Document analysis in multi-turn conversations — scenario: a user uploads a contract PDF and asks dozens of questions about its content. The document is cached once; each question pays only for its own tokens.
Few-shot learning with examples — when a prompt contains dozens of training examples (e.g., input-output pairs for a specific classification task), those examples can be cached and reused across all subsequent calls.
Retrieval-Augmented Generation (RAG) — RAG systems that inject long knowledge base passages into every prompt can benefit from caching when the same documents are retrieved repeatedly.
Chatbots with long conversation context — in multi-turn conversations, the entire conversation history could potentially be cached, though precise control over the fixed prefix is needed.
Agentic workflows — agent systems in which an agent repeatedly references the same contextual resources (task specifications, tool definitions, rules).

How does it differ from other approaches?

Prompt Caching should be distinguished from several related but different concepts:

vs. semantic caching — Prompt Caching works at the exact token level — it requires an identical prefix byte-for-byte.
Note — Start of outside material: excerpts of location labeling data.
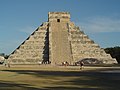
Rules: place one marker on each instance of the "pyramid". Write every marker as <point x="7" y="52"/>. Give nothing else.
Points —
<point x="56" y="41"/>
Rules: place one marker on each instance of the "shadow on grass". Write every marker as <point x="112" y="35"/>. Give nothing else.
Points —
<point x="7" y="85"/>
<point x="85" y="80"/>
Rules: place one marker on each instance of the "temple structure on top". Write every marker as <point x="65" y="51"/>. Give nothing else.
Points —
<point x="59" y="40"/>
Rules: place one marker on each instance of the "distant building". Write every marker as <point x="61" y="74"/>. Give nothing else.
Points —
<point x="59" y="40"/>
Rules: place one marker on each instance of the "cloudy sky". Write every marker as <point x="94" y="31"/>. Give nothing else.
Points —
<point x="99" y="19"/>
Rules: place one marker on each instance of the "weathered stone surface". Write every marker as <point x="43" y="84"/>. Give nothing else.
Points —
<point x="56" y="41"/>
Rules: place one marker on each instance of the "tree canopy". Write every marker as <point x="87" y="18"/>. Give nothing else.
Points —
<point x="114" y="52"/>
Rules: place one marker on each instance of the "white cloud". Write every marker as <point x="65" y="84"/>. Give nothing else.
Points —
<point x="27" y="29"/>
<point x="100" y="24"/>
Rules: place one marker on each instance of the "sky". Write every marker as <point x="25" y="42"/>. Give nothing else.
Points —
<point x="99" y="19"/>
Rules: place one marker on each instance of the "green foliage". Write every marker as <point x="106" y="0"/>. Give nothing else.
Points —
<point x="2" y="54"/>
<point x="114" y="52"/>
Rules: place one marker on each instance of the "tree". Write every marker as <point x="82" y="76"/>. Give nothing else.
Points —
<point x="114" y="52"/>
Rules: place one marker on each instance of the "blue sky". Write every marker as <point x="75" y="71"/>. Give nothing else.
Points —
<point x="99" y="19"/>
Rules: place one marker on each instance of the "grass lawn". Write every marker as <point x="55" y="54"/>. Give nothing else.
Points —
<point x="60" y="78"/>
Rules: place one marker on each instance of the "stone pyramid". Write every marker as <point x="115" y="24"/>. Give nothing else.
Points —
<point x="56" y="41"/>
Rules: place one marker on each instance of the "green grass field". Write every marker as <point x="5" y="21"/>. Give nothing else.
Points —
<point x="59" y="78"/>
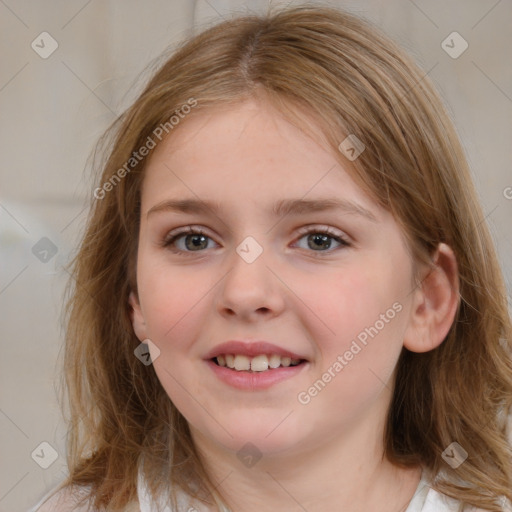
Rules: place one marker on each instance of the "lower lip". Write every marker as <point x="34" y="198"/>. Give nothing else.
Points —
<point x="252" y="381"/>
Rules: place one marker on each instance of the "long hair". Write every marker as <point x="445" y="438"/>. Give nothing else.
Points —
<point x="353" y="81"/>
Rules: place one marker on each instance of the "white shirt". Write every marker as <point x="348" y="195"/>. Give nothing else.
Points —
<point x="425" y="499"/>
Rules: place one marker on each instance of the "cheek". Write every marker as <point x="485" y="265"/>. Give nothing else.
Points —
<point x="172" y="303"/>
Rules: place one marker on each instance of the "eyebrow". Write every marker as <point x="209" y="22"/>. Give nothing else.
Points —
<point x="281" y="208"/>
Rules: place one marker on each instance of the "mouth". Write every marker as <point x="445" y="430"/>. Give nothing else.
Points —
<point x="255" y="364"/>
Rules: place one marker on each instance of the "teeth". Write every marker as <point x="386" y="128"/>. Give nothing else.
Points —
<point x="285" y="361"/>
<point x="274" y="361"/>
<point x="260" y="363"/>
<point x="242" y="363"/>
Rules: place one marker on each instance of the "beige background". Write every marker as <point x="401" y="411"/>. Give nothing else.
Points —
<point x="53" y="110"/>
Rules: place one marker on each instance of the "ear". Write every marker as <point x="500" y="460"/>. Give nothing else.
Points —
<point x="136" y="316"/>
<point x="435" y="303"/>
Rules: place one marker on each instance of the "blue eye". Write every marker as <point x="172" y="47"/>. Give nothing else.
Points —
<point x="194" y="240"/>
<point x="321" y="240"/>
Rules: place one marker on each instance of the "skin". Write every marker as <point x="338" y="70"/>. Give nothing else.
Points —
<point x="326" y="454"/>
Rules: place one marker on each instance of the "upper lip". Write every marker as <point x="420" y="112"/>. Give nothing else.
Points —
<point x="250" y="349"/>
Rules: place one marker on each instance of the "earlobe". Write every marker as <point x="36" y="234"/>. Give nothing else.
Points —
<point x="435" y="303"/>
<point x="137" y="318"/>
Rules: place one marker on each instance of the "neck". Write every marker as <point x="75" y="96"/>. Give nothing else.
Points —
<point x="348" y="473"/>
Semantic caching (e.g., used in tools like GPTCache) works differently: if two queries have similar semantic meaning (but not necessarily identical tokens), it returns a stored response. Semantic caching caches _output_; Prompt Caching caches _internal model computations_.
vs. fine-tuning — Fine-tuning permanently embeds knowledge into model weights, eliminating the need to provide it in the prompt. Prompt Caching does not change the model — knowledge must still be in the prompt, but the cost of providing it is reduced.
vs. conversation history management — Managing conversation history is an application-level decision — what to keep in Context Window and for how long. Prompt Caching is an infrastructure optimization — how to cost-effectively process that context.
vs. RAG — RAG is an information selection strategy (retrieve → inject → generate). Prompt Caching is an execution optimization (if you inject the same documents repeatedly, pay for them once). Both mechanisms can coexist.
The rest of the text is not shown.